İddia, savunma, Yargıtay bozma ilamı, alınan bilirkişi kurulu raporları, toplanıp değerlendirilen tüm delillere ve bozma ilamı sonrası taraf vekillerinin beyanlarına göre; İntifa Hakkı Sözleşmesinin 18/09/2010 tarihinde sonlandığı, bu durumda davacı tarafça 6.642 gün üzerinden talep edilen intifa süresine ilişkin yukarıda ayrıntılarıyla açıklandığı şekilde yapılan hesaplama sonrasında; davacı tarafça talep edilebilecek intifa bedelinin (bir günlük intifa bedeli x intifa süresi=) 363.945,20 USD olduğu, bu miktarın davalı taraf kabulünde olduğu anlaşıldığından; davanın kısmen kabulüne ilişkin aşağıdaki kararı vermek gerekmiştir.

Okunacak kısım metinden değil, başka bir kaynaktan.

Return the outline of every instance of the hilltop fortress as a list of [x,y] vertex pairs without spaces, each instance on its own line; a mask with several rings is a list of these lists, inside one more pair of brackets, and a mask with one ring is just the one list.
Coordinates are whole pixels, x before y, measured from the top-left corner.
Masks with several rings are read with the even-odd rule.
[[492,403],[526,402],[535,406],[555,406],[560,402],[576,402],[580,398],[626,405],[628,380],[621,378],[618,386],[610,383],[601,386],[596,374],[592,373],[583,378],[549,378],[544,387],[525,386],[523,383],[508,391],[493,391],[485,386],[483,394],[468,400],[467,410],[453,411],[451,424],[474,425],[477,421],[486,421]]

KARAR: Yukarıda gerekçesi açıklandığı üzere;
Davanın KISMEN KABULÜ ile; tahsilde tekerrür olmamak üzere;
1-8.179,18 TL’nin dava tarihi olan 27/04/2012 tarihinden itibaren işleyecek avans faizi ile birlikte davalıdan alınıp davacıya ödenmesine,
2-363.945,20 USD’nin dava tarihi olan 27/04/2012 tarihinden itibaren 3095 Sayılı yasanın 4/a.maddesi gereğince işleyecek faizi ile birlikte davalıdan alınıp davacıya ödenmesine,
3-Davacının fazlaya ilişkin isteminin reddine,
4-Alınması gerekli 43.954,42-TL karar ve ilam harcının, başlangıçta alınan 109.838,60-TL peşin harçtan mahsubu ile geriye kalan 65.884,18-TL’nin karar kesinleştiğinde ve talep halinde davacıya iadesine,
5-Davacı tarafça başlangıçta yatırılan peşin harçtan karar ve ilam harcı için mahsup edilen 43.954,42 TL’nin davalıdan alınıp davacıya verilmesine,
6-Davacı kendisini vekil ile temsil ettirdiğinden karar tarihinde yürürlükte bulunan Avukatlık Asgari Ücret Tarifesi gereğince hesap ve takdir olunan 39.688,20 TL vekalet ücretinin davalıdan alınıp davacıya verilmesine,
7-Davalı kendilerini vekil ile temsil ettirdiğinden karar tarihinde yürürlükte bulunan Avukatlık Asgari Ücret Tarifesi gereğince hesap ve takdir olunan 98.953,08 TL vekalet ücretinin davacıdan alınıp davalıya verilmesine,
8-Davacı tarafından ilk kararda hesaplanan 1.582 TL, bozma sonrası yapılan 2.124 TL bilirkişi ücreti ve tebligat giderleri olmak üzere toplam 3.706 TL’nin kabul ve red oranına göre 322,40 TL’sinin davalıdan alınıp davacıya verilmesine,
9-Taraflarca yatırılan gider avansından arta kalan kısmın karar kesinleştiğinde ve talep halinde taraflara iadesine,
Dair, taraf vekillerinin yüzlerine karşı, gerekçeli kararın tebliğ tarihinden itibaren 15 gün içerisinde Yargıtay’da temyiz yasa yolu açık olmak üzere oy birliğiyle verilen karar açıkça okundu usulen anlatıldı.
Başkan …
¸e-imzalı
Üye …
¸e-imzalı
Üye …
¸e-imzalı
Katip …
¸e-imzalı
Bu belge 5070 sayılı Yasa uyarınca güvenli E-İMZA ile imzalanmıştır.